In the last few days, my sensitivity to words has been causing problems at home. It’s like a chronic low-grade illness that sometimes becomes acute.
I was starting to read an essay on millennials when the word ‘peruse’ caused me to make a snap judgement: Anyone who would use the word ‘peruse’, in the first paragraph no less, was not worth my time.
I brought this up to my husband, who saw no reason to react to ‘peruse.’
It’s hard for me to accept that some people just don’t care about words that much. Probably most people. It’s such a real, visceral response for me when a word is used poorly or is just intrinsically awful, like peruse.
Some words just make me cringe, even though they are apparently harmless to others. But peruse, come on! There’s just no reason to use it unless you’re deliberately trying to sound stupid. It’s like using ‘loquacious’ when you could just say ‘talkative.’ Or using ‘sans’ for ‘without.’

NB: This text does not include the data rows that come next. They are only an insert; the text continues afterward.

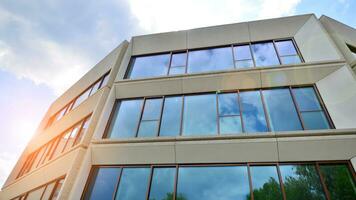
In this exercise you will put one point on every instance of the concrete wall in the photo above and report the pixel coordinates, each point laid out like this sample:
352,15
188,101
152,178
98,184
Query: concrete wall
338,90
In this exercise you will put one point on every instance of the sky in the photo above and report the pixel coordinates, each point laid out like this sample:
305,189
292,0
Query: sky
47,45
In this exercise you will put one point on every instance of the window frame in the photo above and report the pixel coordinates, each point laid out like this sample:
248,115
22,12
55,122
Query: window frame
216,93
231,45
248,165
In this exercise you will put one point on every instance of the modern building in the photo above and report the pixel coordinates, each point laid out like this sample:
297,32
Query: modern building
254,110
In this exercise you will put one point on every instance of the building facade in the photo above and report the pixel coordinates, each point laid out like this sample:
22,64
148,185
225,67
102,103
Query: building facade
255,110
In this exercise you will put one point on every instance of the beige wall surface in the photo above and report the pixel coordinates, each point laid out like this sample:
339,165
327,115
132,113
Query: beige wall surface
338,91
341,34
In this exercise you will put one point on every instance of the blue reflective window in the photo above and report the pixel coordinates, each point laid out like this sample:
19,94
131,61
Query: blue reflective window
133,184
211,183
301,182
312,114
150,118
243,57
149,66
125,120
253,113
210,60
229,113
200,114
162,184
339,181
287,52
103,183
265,183
281,110
171,116
264,54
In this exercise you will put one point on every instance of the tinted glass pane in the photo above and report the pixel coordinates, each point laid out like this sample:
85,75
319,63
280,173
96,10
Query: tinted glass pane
301,182
211,183
105,80
228,104
315,120
82,131
200,115
281,110
171,116
244,64
265,183
242,52
230,125
133,184
103,183
125,120
162,184
149,66
264,54
148,129
286,48
252,112
290,60
95,87
176,70
72,137
339,181
48,191
57,189
179,59
306,99
152,109
210,60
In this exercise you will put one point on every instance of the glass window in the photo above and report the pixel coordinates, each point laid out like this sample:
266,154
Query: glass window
243,58
48,191
162,184
287,52
95,87
210,60
265,183
339,181
149,66
229,113
61,142
81,98
35,194
228,183
103,182
281,110
39,155
253,113
301,182
72,137
150,118
178,63
82,131
57,189
105,80
171,116
312,114
126,118
199,117
133,184
264,54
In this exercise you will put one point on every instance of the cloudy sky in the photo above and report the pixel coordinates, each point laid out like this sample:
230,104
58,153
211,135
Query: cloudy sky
47,45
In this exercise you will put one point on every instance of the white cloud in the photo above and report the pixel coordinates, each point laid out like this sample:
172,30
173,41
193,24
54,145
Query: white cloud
165,15
47,62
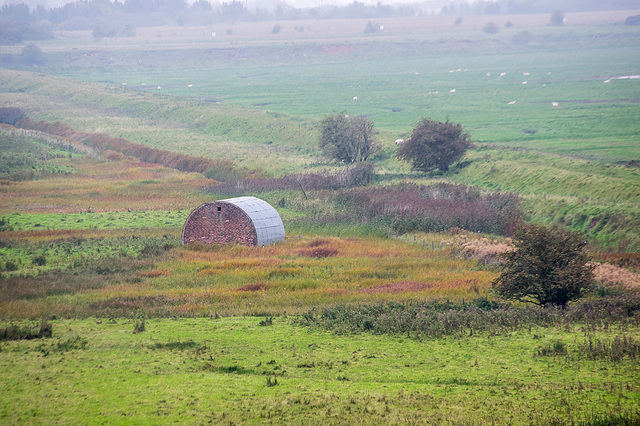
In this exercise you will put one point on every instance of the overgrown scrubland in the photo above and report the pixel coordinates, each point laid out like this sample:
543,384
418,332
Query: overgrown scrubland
378,307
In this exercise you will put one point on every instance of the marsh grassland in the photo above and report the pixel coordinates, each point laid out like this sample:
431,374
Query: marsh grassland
378,307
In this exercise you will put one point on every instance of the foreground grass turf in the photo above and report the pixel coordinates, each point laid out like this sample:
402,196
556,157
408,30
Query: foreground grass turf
235,370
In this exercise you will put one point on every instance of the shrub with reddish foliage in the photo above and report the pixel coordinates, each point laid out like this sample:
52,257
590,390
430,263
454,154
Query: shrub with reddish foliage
436,208
102,142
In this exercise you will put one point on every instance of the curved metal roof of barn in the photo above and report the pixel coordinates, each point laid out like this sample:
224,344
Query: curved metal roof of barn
269,226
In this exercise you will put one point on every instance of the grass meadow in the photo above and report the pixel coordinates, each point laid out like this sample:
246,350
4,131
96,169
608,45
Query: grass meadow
369,316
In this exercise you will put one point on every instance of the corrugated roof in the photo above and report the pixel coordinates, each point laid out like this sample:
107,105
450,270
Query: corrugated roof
265,218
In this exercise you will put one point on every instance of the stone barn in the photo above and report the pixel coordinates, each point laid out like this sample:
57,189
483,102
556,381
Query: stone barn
243,220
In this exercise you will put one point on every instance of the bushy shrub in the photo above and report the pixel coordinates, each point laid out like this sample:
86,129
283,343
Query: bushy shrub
347,139
548,267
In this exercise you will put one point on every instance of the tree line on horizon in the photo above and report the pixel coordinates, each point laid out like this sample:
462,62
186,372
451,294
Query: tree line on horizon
19,22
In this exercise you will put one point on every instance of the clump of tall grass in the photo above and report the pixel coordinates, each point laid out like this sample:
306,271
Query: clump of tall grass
359,175
26,332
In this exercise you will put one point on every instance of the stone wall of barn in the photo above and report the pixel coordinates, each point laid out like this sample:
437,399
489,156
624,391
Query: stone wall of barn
219,223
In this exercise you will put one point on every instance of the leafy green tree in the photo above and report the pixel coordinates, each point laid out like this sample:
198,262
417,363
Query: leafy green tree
347,139
557,18
490,28
548,267
434,145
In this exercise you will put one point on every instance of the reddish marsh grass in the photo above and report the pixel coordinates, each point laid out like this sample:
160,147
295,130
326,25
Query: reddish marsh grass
238,280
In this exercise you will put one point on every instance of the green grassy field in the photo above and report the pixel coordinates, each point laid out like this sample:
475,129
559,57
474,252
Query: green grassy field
145,330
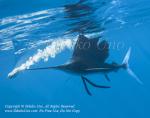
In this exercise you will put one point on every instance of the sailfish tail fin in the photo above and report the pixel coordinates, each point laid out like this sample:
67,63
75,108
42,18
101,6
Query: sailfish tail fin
127,67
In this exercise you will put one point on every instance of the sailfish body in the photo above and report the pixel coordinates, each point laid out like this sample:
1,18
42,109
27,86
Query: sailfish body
89,56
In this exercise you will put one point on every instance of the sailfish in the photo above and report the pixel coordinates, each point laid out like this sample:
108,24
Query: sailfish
89,56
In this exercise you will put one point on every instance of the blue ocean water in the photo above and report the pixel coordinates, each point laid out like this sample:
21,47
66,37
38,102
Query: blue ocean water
42,33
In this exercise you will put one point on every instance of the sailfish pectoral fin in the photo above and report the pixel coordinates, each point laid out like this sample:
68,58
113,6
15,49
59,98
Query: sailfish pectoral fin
85,86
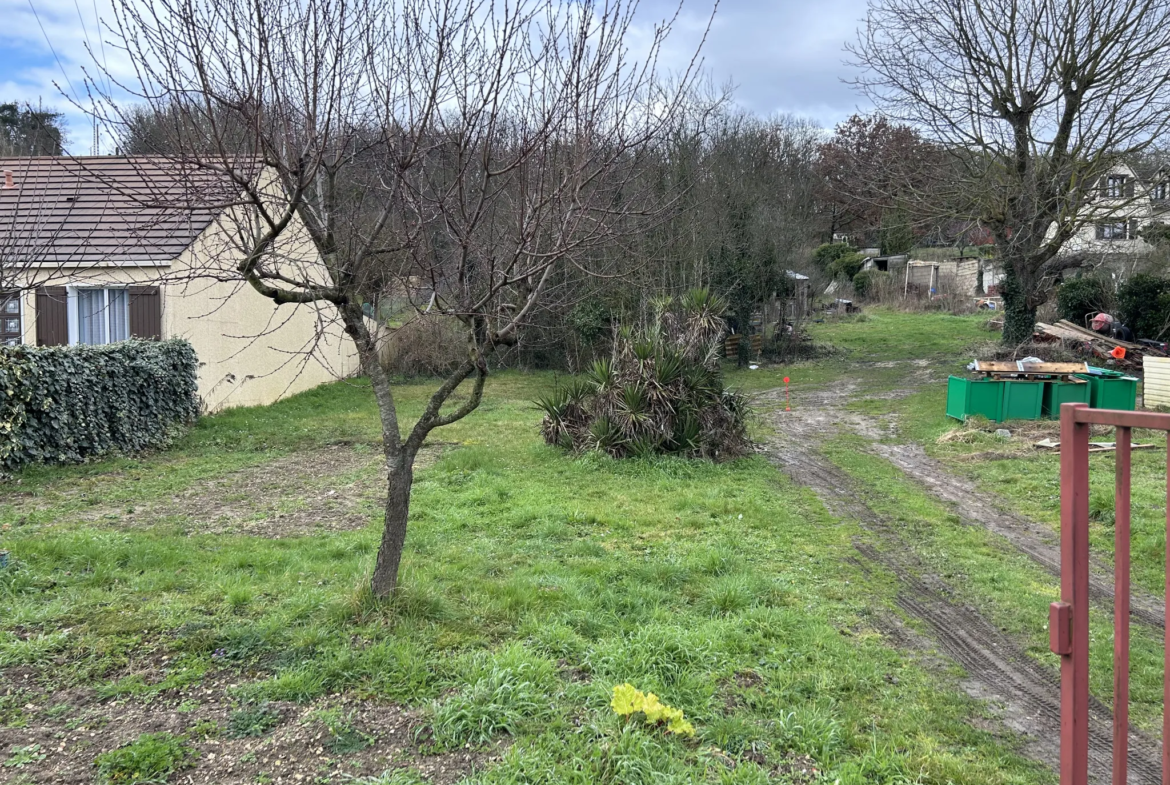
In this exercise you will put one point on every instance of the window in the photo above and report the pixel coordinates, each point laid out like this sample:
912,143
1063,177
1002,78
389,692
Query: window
100,316
1115,186
1113,231
9,319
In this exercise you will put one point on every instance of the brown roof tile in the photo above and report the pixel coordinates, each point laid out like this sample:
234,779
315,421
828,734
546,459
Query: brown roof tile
104,209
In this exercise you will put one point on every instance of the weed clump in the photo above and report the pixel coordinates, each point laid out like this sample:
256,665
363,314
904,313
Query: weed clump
253,721
150,758
661,392
627,701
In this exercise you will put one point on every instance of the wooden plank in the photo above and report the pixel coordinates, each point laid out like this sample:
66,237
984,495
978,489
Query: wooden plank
1030,369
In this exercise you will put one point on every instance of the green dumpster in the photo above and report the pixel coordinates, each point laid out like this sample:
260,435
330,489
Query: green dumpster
1023,400
968,397
1110,390
1055,393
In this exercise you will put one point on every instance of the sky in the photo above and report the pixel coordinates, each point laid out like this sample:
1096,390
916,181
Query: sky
782,56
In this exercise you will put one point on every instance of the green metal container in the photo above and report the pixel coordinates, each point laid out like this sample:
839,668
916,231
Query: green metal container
1055,393
1110,390
982,397
1023,400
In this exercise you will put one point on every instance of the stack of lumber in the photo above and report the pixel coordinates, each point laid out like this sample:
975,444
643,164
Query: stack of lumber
1098,344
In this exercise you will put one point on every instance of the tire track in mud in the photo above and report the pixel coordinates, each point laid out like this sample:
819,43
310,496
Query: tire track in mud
997,666
1036,541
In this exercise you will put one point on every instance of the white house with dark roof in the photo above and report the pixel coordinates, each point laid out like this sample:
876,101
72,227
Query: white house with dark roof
102,249
1127,200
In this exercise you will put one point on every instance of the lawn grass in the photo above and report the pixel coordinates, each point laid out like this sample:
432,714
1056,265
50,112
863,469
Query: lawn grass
532,583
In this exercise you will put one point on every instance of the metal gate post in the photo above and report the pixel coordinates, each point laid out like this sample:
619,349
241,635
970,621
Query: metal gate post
1069,619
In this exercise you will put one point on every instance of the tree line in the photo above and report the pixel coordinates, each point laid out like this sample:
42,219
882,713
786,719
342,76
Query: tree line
516,169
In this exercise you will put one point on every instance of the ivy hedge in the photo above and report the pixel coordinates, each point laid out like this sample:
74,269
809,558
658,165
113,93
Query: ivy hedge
69,404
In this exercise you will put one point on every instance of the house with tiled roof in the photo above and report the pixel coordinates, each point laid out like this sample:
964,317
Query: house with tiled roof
1127,200
101,249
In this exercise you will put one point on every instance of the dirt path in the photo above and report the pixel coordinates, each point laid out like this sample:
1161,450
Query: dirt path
1037,541
1026,694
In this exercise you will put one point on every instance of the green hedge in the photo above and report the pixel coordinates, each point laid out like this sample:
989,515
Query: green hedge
68,404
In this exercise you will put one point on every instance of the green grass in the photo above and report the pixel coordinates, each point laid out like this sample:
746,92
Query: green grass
150,758
532,583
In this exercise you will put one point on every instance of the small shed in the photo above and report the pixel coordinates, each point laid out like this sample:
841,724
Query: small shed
798,305
957,276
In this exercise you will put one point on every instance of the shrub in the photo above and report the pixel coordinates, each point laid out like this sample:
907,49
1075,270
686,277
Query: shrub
661,391
150,758
1082,296
869,283
68,404
847,266
825,255
1143,304
427,345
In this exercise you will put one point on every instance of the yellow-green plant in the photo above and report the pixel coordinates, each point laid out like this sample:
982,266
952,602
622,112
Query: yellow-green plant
627,701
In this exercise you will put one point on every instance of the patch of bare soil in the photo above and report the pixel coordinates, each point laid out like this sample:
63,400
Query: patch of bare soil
329,741
336,488
1040,543
1024,695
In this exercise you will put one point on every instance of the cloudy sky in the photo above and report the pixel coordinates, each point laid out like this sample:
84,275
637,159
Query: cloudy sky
780,55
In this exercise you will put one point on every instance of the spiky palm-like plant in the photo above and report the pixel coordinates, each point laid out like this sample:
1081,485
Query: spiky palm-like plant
661,391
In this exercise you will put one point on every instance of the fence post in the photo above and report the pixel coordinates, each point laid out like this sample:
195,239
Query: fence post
1074,596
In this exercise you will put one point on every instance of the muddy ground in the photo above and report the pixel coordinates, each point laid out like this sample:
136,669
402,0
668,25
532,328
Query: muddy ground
1024,694
330,739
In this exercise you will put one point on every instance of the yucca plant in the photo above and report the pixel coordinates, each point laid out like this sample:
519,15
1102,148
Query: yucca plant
661,391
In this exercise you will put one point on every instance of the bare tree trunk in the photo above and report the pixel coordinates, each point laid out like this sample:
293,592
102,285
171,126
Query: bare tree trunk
1019,309
393,535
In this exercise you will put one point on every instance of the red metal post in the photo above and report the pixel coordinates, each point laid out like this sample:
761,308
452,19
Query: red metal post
1165,666
1074,591
1121,608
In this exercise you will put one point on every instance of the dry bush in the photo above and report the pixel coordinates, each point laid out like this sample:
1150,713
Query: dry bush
426,345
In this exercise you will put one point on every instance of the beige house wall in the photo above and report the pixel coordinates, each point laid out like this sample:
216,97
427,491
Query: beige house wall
250,351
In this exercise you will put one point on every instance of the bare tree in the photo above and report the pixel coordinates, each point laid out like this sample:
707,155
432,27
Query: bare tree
452,152
1038,100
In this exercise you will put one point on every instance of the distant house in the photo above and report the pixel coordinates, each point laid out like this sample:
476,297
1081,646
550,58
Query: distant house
101,249
1127,200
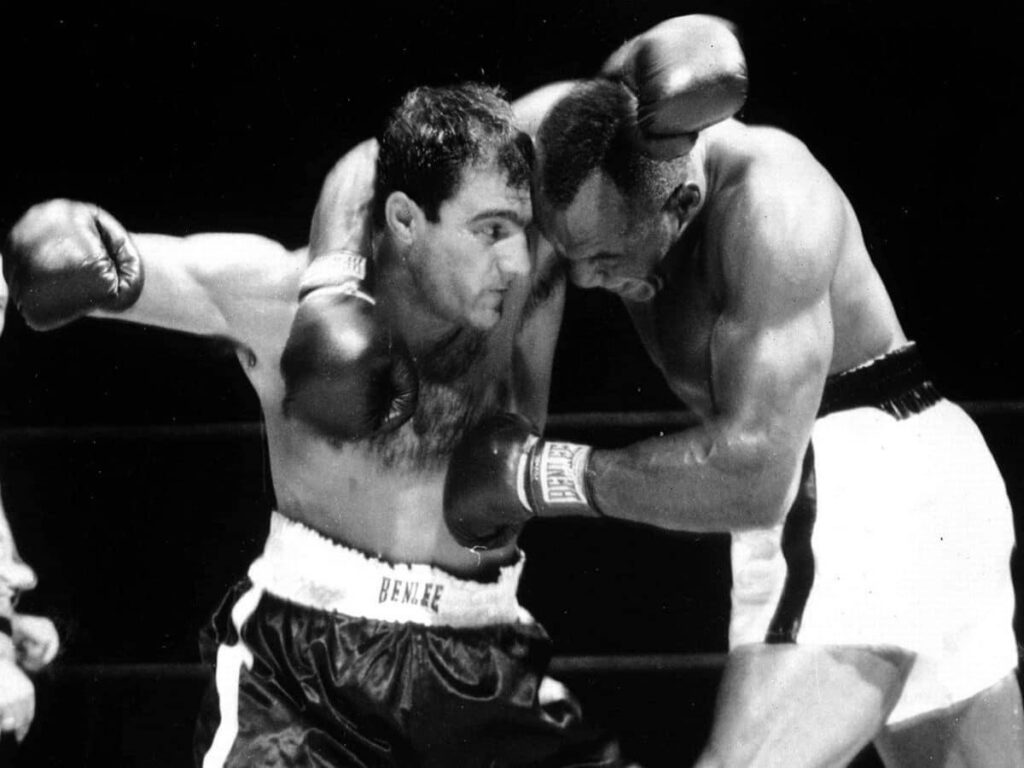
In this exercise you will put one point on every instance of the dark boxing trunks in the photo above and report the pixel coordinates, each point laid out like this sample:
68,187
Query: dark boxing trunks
309,686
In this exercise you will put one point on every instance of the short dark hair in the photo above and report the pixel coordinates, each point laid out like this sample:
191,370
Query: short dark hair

I wanted to think of a term for this category of annoying words that connote an effort to sound smart. I have only come up with ‘bourgeois’ but I’m hoping for something better.
Meanwhile, someone on the radio yesterday said this about some guy who died:
He was a voracious joke-teller.
My brain went AAAAAAAAAAAAH.
You can’t be a voracious joke-teller, I complained. Maybe the guy was an inveterate joke-teller. Voracious implies an appetite or hunger. It’s bad enough that people always use the cliche ‘voracious reader’ but at least it is used correctly.
I could not get agreement from my husband so I turned to my nephew, a wordist of the highest order. He suggested ‘avid’ for the joke-teller.
Genius, right? Meanwhile, my husband and I retreated into our separate worlds of not caring and caring obsessively about voracious joke telling.
I turned to the Oxford Dictionary online to soothe my nerves.
Definition of voracious in English:
Wanting or devouring great quantities of food
he had a voracious appetite
Voracious implies something you can take in or ingest, then. So you can’t be a voracious singer, duh.
But then, there is a second definition: Having a very eager approach to an activity. The example given is his voracious reading of literature. Elsewhere I found the example he was a voracious collector.
I’m going to stick to my guns about voracious joke-telling. It is an improper use of a word that was employed just to sound smart but ended up making me furious, but not as furious as those who are sick of my fucking wordist nitpicking.
If you have perused this whole rant, kindly opine on my condition whilst I consider upping my meds.